Malaria is endemic in much of southern Asia, and current methods for controlling the disease are limited by cost considerations. But a study published 9 June in The Lancet shows, for what is believed to be the first time, that sponging livestock with insecticide might offer a far cheaper but just as effective a method, which may also have added benefits.

One method health workers use to control malaria in southern Asia is insecticide spraying inside homes. This method is expensive, since it uses large amounts of insecticide. In 1999, a research team led by Dr Mark Rowland of the London School of Hygiene and Tropical Medicine, in the UK, showed that treating livestock with insecticides could kill mosquitoes. Because the two species of mosquitoes that spread malaria in southern Asia — Anopheles stephensi and A. culicifacies — feed preferentially on domestic animals, Rowland's group theorized that treating livestock should reduce the spread of malaria in this region.
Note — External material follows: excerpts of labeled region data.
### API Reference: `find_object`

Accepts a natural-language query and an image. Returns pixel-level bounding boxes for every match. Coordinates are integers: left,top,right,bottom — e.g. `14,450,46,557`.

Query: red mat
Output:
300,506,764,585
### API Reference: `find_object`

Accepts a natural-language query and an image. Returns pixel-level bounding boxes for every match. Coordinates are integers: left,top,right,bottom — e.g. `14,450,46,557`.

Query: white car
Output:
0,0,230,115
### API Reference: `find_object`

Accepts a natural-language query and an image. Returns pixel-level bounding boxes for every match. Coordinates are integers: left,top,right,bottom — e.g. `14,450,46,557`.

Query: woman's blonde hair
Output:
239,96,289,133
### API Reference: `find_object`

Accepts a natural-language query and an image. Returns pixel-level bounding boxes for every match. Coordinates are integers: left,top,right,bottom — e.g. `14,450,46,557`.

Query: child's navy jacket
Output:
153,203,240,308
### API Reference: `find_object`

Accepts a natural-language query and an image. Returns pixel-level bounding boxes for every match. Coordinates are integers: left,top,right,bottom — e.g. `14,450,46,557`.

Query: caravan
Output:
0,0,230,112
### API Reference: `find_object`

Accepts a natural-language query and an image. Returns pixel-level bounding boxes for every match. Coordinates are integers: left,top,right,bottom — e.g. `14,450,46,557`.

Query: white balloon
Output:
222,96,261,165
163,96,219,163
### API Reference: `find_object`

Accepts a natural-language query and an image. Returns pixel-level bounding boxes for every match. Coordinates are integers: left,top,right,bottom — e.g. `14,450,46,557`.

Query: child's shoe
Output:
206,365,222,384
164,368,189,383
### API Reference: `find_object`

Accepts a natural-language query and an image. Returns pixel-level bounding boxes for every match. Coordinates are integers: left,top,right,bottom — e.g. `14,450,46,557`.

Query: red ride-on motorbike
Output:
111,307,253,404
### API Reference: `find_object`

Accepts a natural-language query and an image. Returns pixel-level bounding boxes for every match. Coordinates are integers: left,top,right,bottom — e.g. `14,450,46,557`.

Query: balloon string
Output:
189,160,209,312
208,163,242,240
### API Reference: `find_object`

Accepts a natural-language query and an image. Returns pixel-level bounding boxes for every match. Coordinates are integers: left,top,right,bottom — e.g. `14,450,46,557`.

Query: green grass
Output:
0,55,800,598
The researchers tested their theory in six Afghan refugee settlement villages in north- west Pakistan. They randomly assigned the villages to two groups. Livestock in the villages assigned to the first group were treated with insecticide during the 1995 and 1997 malaria seasons but not in 1996, while livestock in the second group of villages received the insecticide treatment during the 1996 season but not in 1995 or 1997. In this crossover design, each village acted as its own control. Researchers supervised the villagers as they sponged the livestock with the insecticide deltamethrin. At the end of the study, the researchers compared malaria incidence in each village during livestock treatment seasons with incidence in seasons without livestock treatment.

The results were dramatic. Treating livestock with insecticide produced a 56% fall in the incidence of falciparum malaria, the most deadly form of the disease, and a 31% fall in the incidence of vivax malaria, a disabling but rarely fatal form. The livestock insecticide method was thus as effective as standard indoor spraying, but the cost was 80% less — US$ 0.34 per person protected vs US$ 0.07 for the animal sponging method.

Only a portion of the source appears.